I found it so frustrating that because mum was self-funding we weren't apparently entitled even to advice from SS about what options there were for help but mum's CMHT nurse was a bit more helpful and through him we did get a referral for help from an OT with a view to persuading mum to try a specialist day centre. Never got there as her physical health declined too fast but worth a try for you.
 

Rathbone

Registered User
May 17, 2014
2,264
0
West Sussex
The unpredictability is part of this grim disease I'm afraid, Dales (I'm talking FTD); even the poor sufferer has no idea what's coming next. There is no second guessing it IMHO, and no controlling it either. In my experience, I have to stay alive to the potential for problems and try to "manage" a calm and peaceful environment - well, that's the theory! Even then the proverbial can hit the fan. Nothing is constant, get something in place and suddenly all changes. It's certainly not a dull life! Right now, bracing long walks seem to work wonders for both of us; things are piling up at home, but what the heck. Like anyone, I hope to avoid the bugs, but when I had a rotten flu virus recently which laid me low, my OH pulled out all the stops and helped ME! And the wonderful cyber friends on TP were always there pushing me along. Stay strong Dales. Your man will need your loving presence in his life more than ever now. It's good to talk it through and we are always here to lend an ear. X Chin up. :)
 

Alolla

Registered User
Mar 31, 2014
11
0
London
Do you have LPA for finance and/or H&W? If you have the latter, you could ultimately make the decision where your partner lives. If he still has capacity, this should be a priority.

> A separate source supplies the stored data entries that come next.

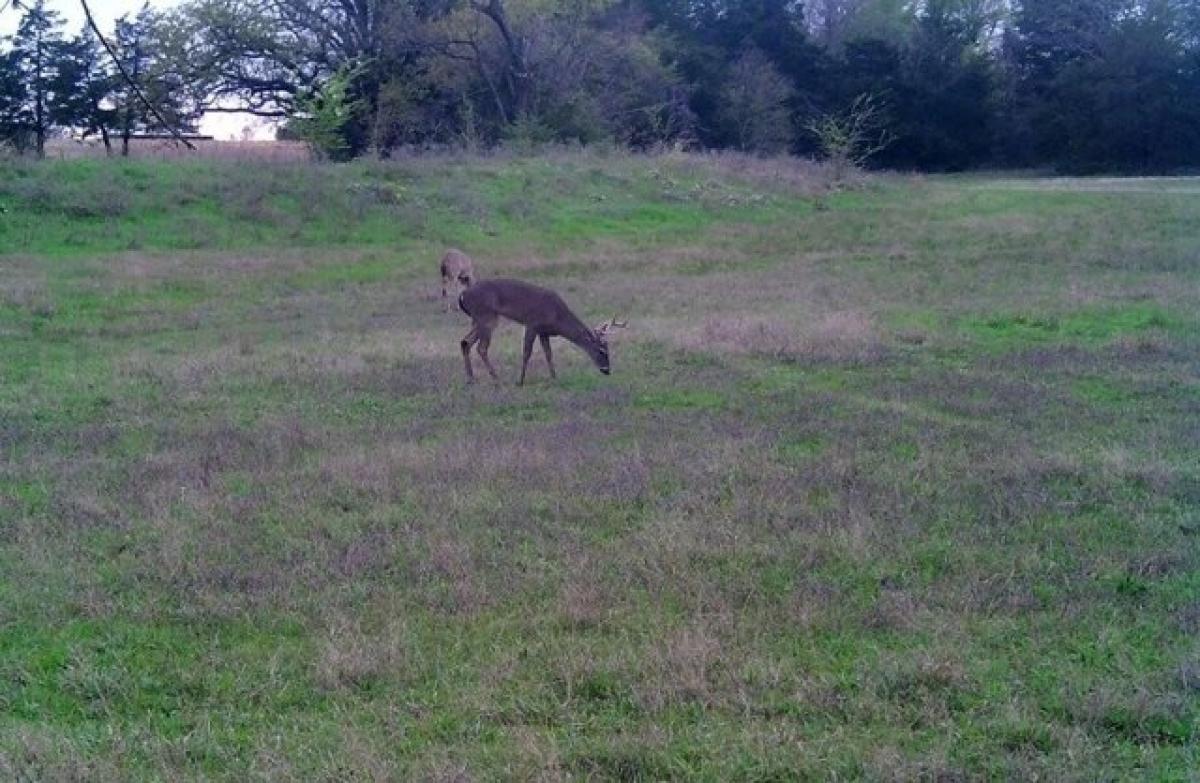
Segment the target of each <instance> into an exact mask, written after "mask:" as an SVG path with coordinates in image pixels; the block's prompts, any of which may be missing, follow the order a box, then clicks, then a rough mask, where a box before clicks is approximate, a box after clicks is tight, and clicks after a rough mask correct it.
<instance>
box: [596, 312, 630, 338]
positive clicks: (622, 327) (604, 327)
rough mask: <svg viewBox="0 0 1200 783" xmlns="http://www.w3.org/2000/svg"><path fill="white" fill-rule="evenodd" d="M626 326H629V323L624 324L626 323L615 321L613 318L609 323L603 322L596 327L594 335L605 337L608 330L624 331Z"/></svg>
mask: <svg viewBox="0 0 1200 783" xmlns="http://www.w3.org/2000/svg"><path fill="white" fill-rule="evenodd" d="M628 325H629V322H626V321H617V317H616V316H613V317H612V319H611V321H605V322H604V323H601V324H600V325H599V327H596V328H595V333H596V334H599V335H605V334H608V330H610V329H624V328H625V327H628Z"/></svg>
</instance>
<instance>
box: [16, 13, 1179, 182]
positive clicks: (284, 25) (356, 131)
mask: <svg viewBox="0 0 1200 783" xmlns="http://www.w3.org/2000/svg"><path fill="white" fill-rule="evenodd" d="M43 2H44V0H25V1H24V2H23V5H22V12H23V17H22V20H20V25H19V28H18V30H17V32H16V34H14V35H13V36H11V37H10V40H7V41H5V42H4V46H2V47H0V49H2V50H0V138H4V139H6V141H7V143H8V144H11V145H14V147H17V148H22V149H31V150H34V151H40V150H41V149H42V147H43V144H44V139H46V138H47V136H48V135H50V133H54V132H55V131H56V128H72V130H73V132H76V133H79V135H85V136H97V137H100V138H102V139H103V141H104V143H106V145H108V147H109V148H110V149H113V150H114V151H118V150H121V149H127V144H128V139H130V138H131V136H132V135H136V133H139V132H146V131H154V130H162V128H160V127H158V126H161V125H162V122H161V121H160V120H157V119H155V118H154V116H152V115H151V114H150V113H149V112H148V110H146V107H145V106H144V104H142V103H140V102H139V101H137V100H136V98H134V96H133V94H132V91H131V89H130V85H128V83H127V82H126V80H125V79H122V78H120V77H119V74H118V73H116V72H115V70H114V67H113V65H114V64H113V62H112V61H110V60H112V58H108V56H107V54H106V53H104V52H103V50H102V49H101V48H100V46H98V42H97V41H96V40H95V37H94V36H92V35H90V34H89V32H86V31H83V32H80V34H78V35H76V36H73V37H68V36H67V35H66V34H65V32H64V30H62V24H61V22H60V20H59V19H58V17H56V16H55V14H54V13H53V12H50V11H48V10H47V8H46V7H44V4H43ZM107 37H108V38H109V43H110V44H112V47H113V50H114V53H115V55H116V58H119V59H120V60H121V62H122V64H124V65H125V71H126V72H127V73H128V74H130V76H131V78H132V79H133V80H134V82H136V83H137V84H139V85H140V86H142V89H143V90H144V91H145V92H146V95H148V97H149V98H150V100H151V101H152V102H154V103H155V104H156V106H157V107H158V108H160V109H161V114H162V115H163V118H164V119H167V120H168V121H169V122H172V124H174V125H176V126H178V127H182V128H192V127H194V125H196V122H197V120H198V118H199V116H200V115H202V114H203V112H206V110H208V112H212V110H216V112H224V110H248V112H251V113H254V114H258V115H260V116H268V118H274V119H277V120H280V121H281V122H282V125H281V131H280V132H281V135H282V136H286V137H290V138H302V139H306V141H308V142H311V143H312V144H313V145H314V147H316V148H317V149H319V150H320V151H322V153H323V154H325V155H328V156H330V157H350V156H354V155H359V154H364V153H367V151H373V153H377V154H380V155H386V154H389V153H390V151H394V150H396V149H398V148H427V147H436V145H437V147H440V145H460V147H467V148H481V147H485V148H486V147H491V145H496V144H540V143H582V144H589V143H601V142H604V143H611V144H619V145H626V147H630V148H637V149H644V148H650V147H655V145H662V144H684V145H692V147H698V148H713V149H718V148H732V149H738V150H744V151H750V153H763V154H775V153H785V151H786V153H796V154H820V153H822V151H826V153H828V154H838V147H836V144H838V143H839V141H840V142H841V143H842V144H844V148H842V149H841V151H840V154H842V155H847V156H850V157H853V156H854V154H856V151H857V153H863V151H864V150H865V151H869V153H871V155H870V161H871V162H872V163H874V165H878V166H884V167H894V168H917V169H929V171H954V169H966V168H974V167H988V166H990V167H996V166H1013V167H1028V166H1036V167H1055V168H1058V169H1062V171H1072V172H1096V171H1130V172H1133V171H1138V172H1163V171H1181V169H1187V168H1189V167H1198V166H1200V4H1196V2H1194V1H1193V0H810V1H809V2H808V4H803V2H797V1H792V0H274V1H272V2H253V1H248V0H185V2H184V4H182V5H180V6H176V7H174V8H172V10H170V11H163V12H155V11H151V10H150V8H149V7H148V8H144V10H143V11H142V12H140V13H138V14H137V16H136V17H134V18H132V19H127V18H122V19H120V20H118V23H116V25H115V28H114V29H113V31H112V34H110V35H109V36H107ZM847 139H848V141H850V142H852V144H851V147H850V148H848V149H847V148H845V144H846V143H847ZM863 157H865V155H863Z"/></svg>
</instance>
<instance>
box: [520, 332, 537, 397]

I found it so frustrating that because mum was self-funding we weren't apparently entitled even to advice from SS about what options there were for help but mum's CMHT nurse was a bit more helpful and through him we did get a referral for help from an OT with a view to persuading mum to try a specialist day centre. Never got there as her physical health declined too fast but worth a try for you.

Thank you, Pickles53. Yes, I do have LPA for both finance and H&W. We are seeing his Memory Care OT in one week, and I will ask him about this.